MEXICO AND IMMIGRATION
Mexico has roughly two-thirds of the population of the United States with a gross national product that is 5 percent of ours. Needless to point out, that means things aren’t good south of the border. So what happens? Mexicans (and other Latinos) cross the border in search of a job. Quite reasonable. So we hire them, legal or illegal, and they send money home. Some even settle down here, although most want to return home after making enough cash to live there.
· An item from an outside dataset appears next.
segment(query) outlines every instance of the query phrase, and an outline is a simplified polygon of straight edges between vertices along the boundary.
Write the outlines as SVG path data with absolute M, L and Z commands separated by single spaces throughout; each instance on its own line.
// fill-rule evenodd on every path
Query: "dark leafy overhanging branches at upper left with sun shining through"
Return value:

All the fences and all the border police aren’t going to stop them – they’re stymied at home and here we are. It’s easier to cross the border than to force a broken government to reform. There are fine, undeveloped resources in Mexico, the workers are diligent, but rather than reform a crony government (Zappato, where are you when we need you?) we are the safety valve.
The answer? Maybe put enough pressure on Mexico to use its resources to create jobs as we close the safety valve before it goes the way of Africa. But how could our agribiz (which gets all the billions in crop support, not the individual farmers, few as they are) survive? Pick our own veggies? Quel horror!
POLITICIANS WHO CAN READ
Iraq as a country goes back to the post-WWI divvying up of the spoils between France and England. No consideration to a homogenous population, just draw a line in the sand. Ergo – Iraq, Iran, Syria, Lebanon. Many historians bemoaned this for decades and explained the problem. One book alone (Tom Friedman’s “From Beirut to Jerusalem”) could have made it clear to the unknowing neocons that Iraq was a fragile vessel in which to install democracy (Islam is totally incompatible with democracy; see Iran). George H.E. Bush apparently reads or had readers advising him; he said, “Baghdad? Forget it, just have to put in another strongman to run those tribes and religious fanatics.”
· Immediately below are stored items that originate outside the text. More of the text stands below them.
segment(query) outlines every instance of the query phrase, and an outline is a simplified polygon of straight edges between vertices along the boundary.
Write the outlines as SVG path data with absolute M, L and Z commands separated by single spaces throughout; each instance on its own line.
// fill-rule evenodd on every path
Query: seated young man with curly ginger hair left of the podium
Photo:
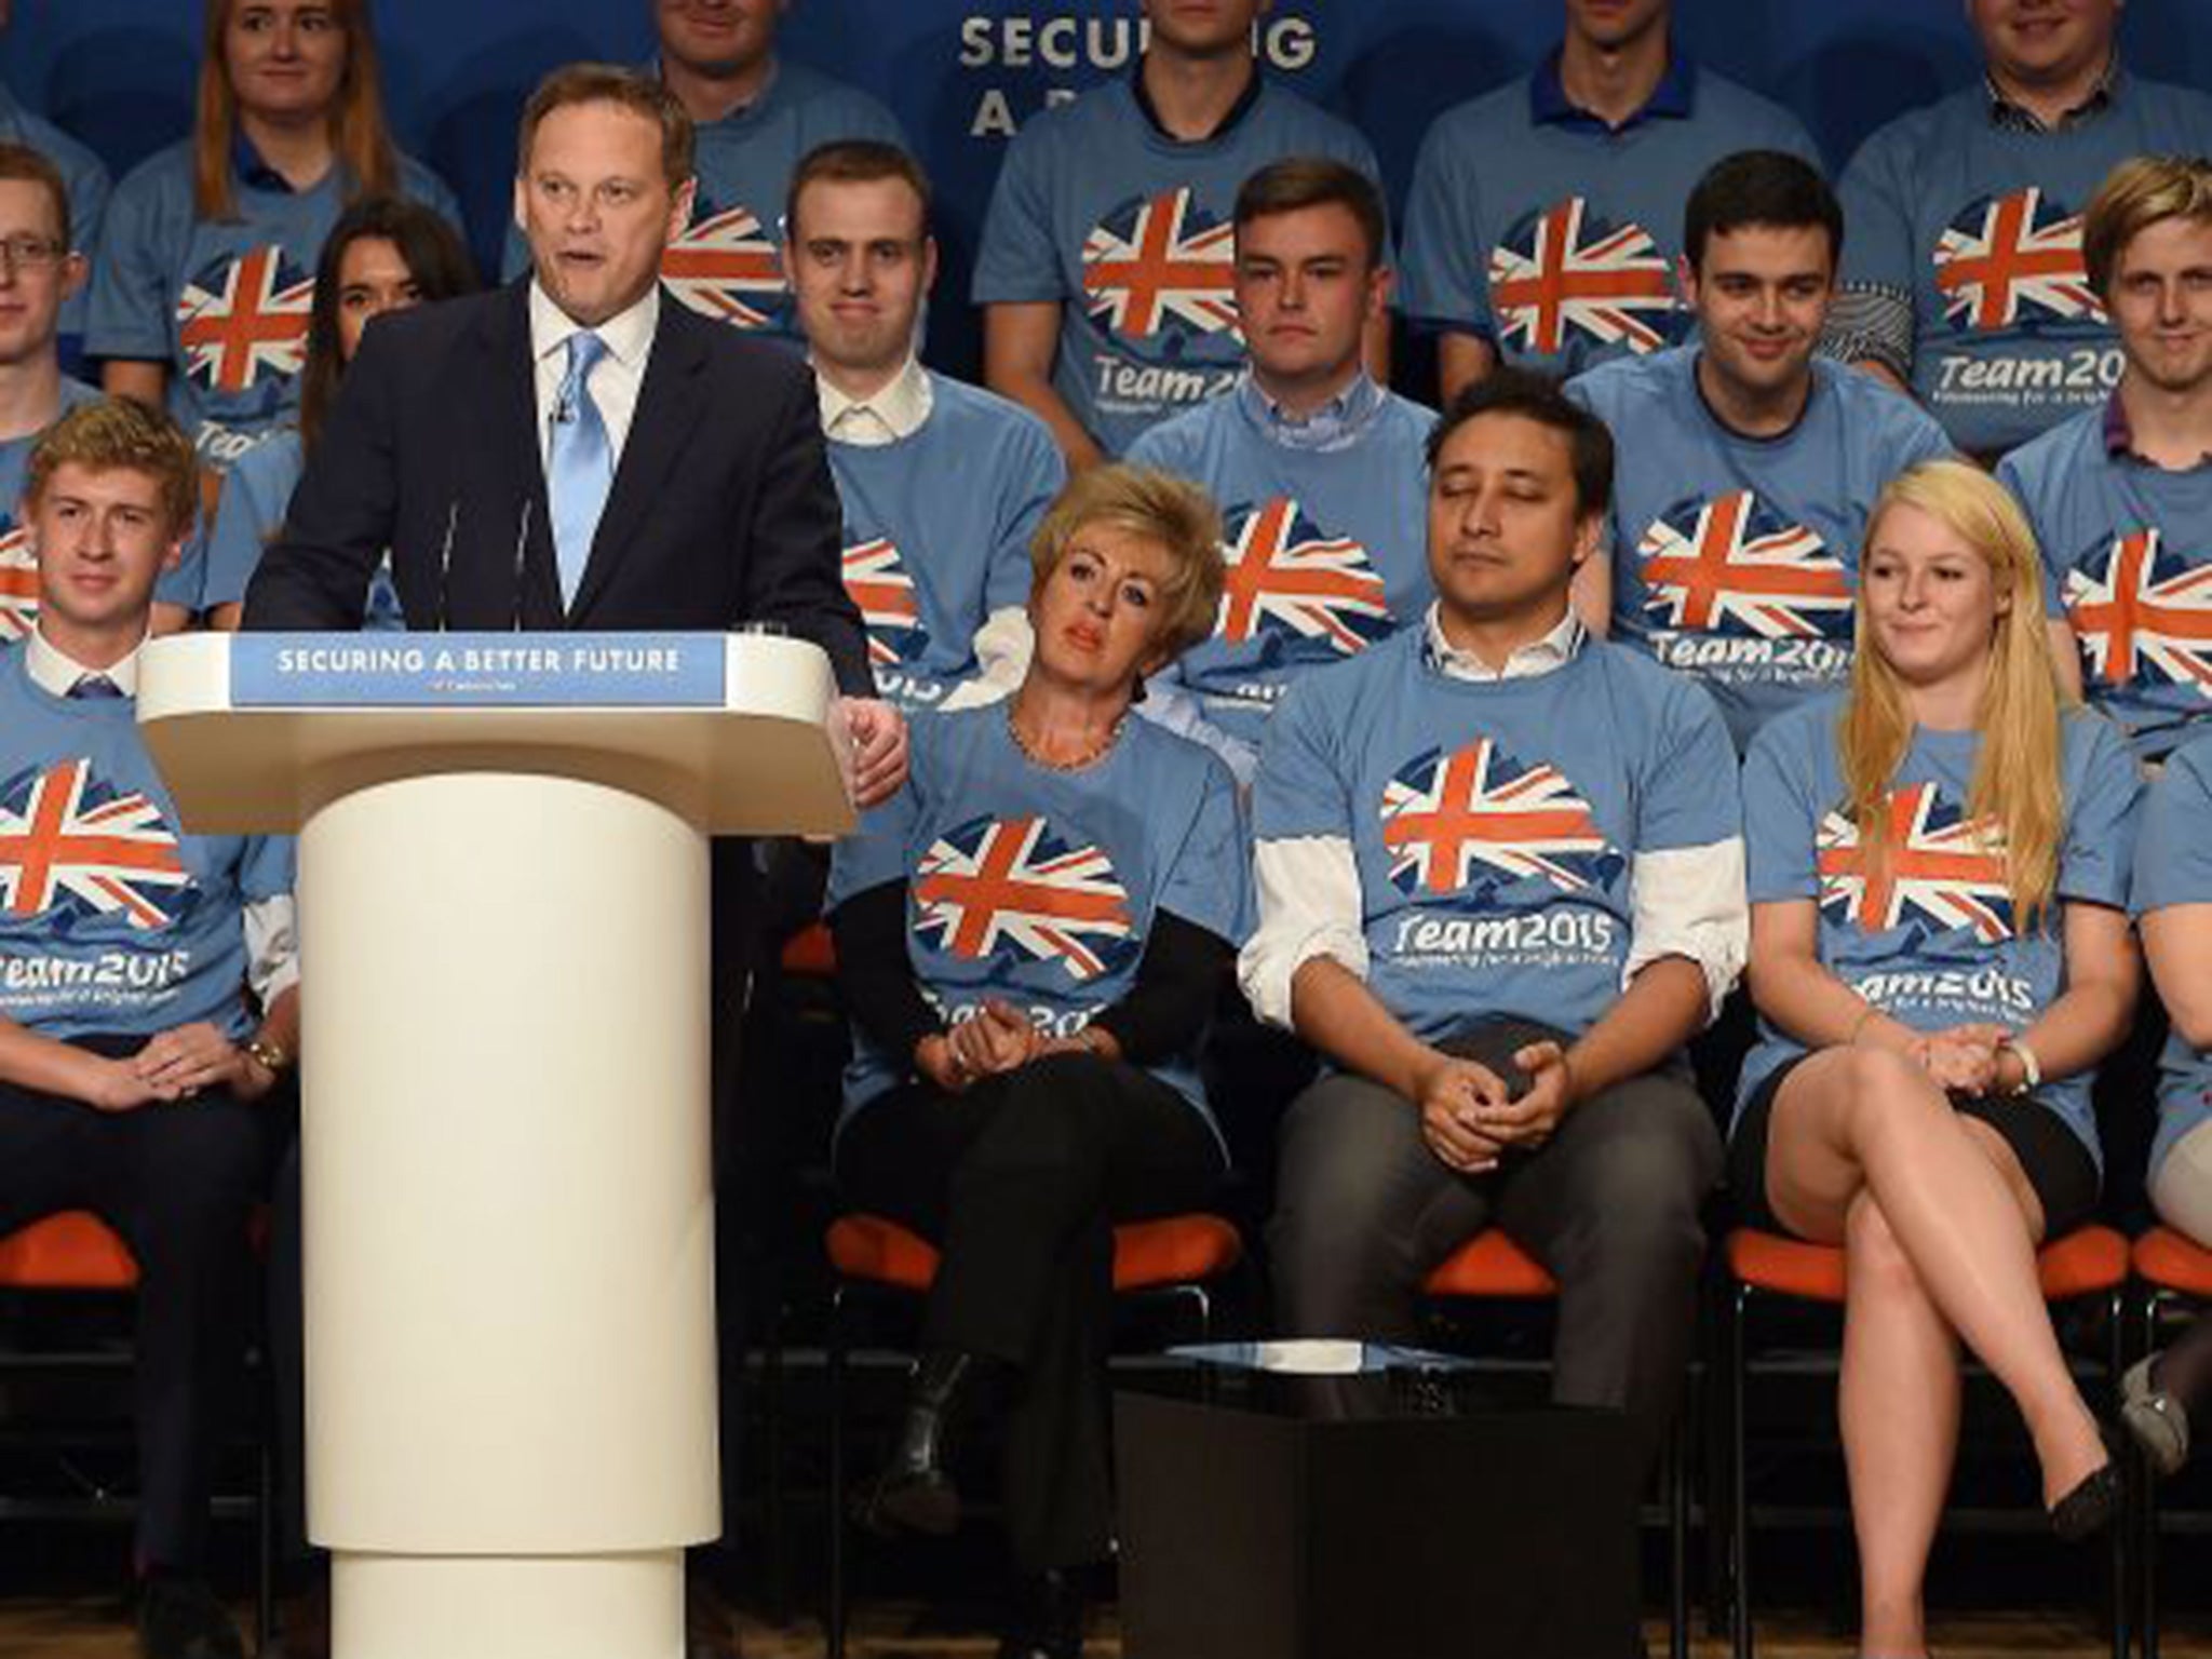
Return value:
M 38 624 L 0 655 L 0 1234 L 93 1210 L 139 1263 L 150 1659 L 243 1652 L 201 1582 L 210 1471 L 241 1389 L 257 1102 L 299 1046 L 290 843 L 179 834 L 137 734 L 153 588 L 197 491 L 168 416 L 62 416 L 22 502 Z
Our current leaders knew nothing apparently of the real non-state Iraq. They forgot that it took us 200 years to learn how to make our somewhat rickety democracy function. Ron Reagan woke up when 200 U.S. Marines were killed in an explosion in Beirut; there were no good guys there and not ever a functioning government. He skeddaled in a hurry.
The answer? Every presidential candidate must take a year of world history and religion before running, taught by arguing, varied professors. Each would have to read 30 books on history and religion. Are you listening, Hillary and Rudy?
It’s vanity to think we know how to solve Africa’s problems, or Iraq’s, or Iran’s. We barely know the difference between Catholics and Protestants, between parliamentary government and a republic. We didn’t even invent the atomic (excuse me, nuclear) bomb. Most of the idea was based on guys like Bohr (Danish), Fermi (Italian), Einstein (German) etc. We did have the machine to make it work, however, an industrial complex that is fast being dismantled.
So what am I suggesting?
Might as well keep feeding Africa and hope for a new rice that grows on rocks (which would only extend the starvation), otherwise we’re racists.
Getting politicians to read? If it’s not a hack’s written speech, we’re lucky they can read at all.
Iraq? I shudder to say it – but walk out. That’s what the Brits did in the 1920s, the French in the ’50s, that’s what we did in Vietnam (Cambodia wasn’t a bloodbath because we bugged; it happened while we were still fighting there). Saigon today is a tourist trap.
Mexico? Forget immigration reform. I’m too old to pick my own grapes.
• Sam Bauman is the entertainment editor who often tries to recall his salad days as an international journalist (read “foreign corespondent,” which is too arty.)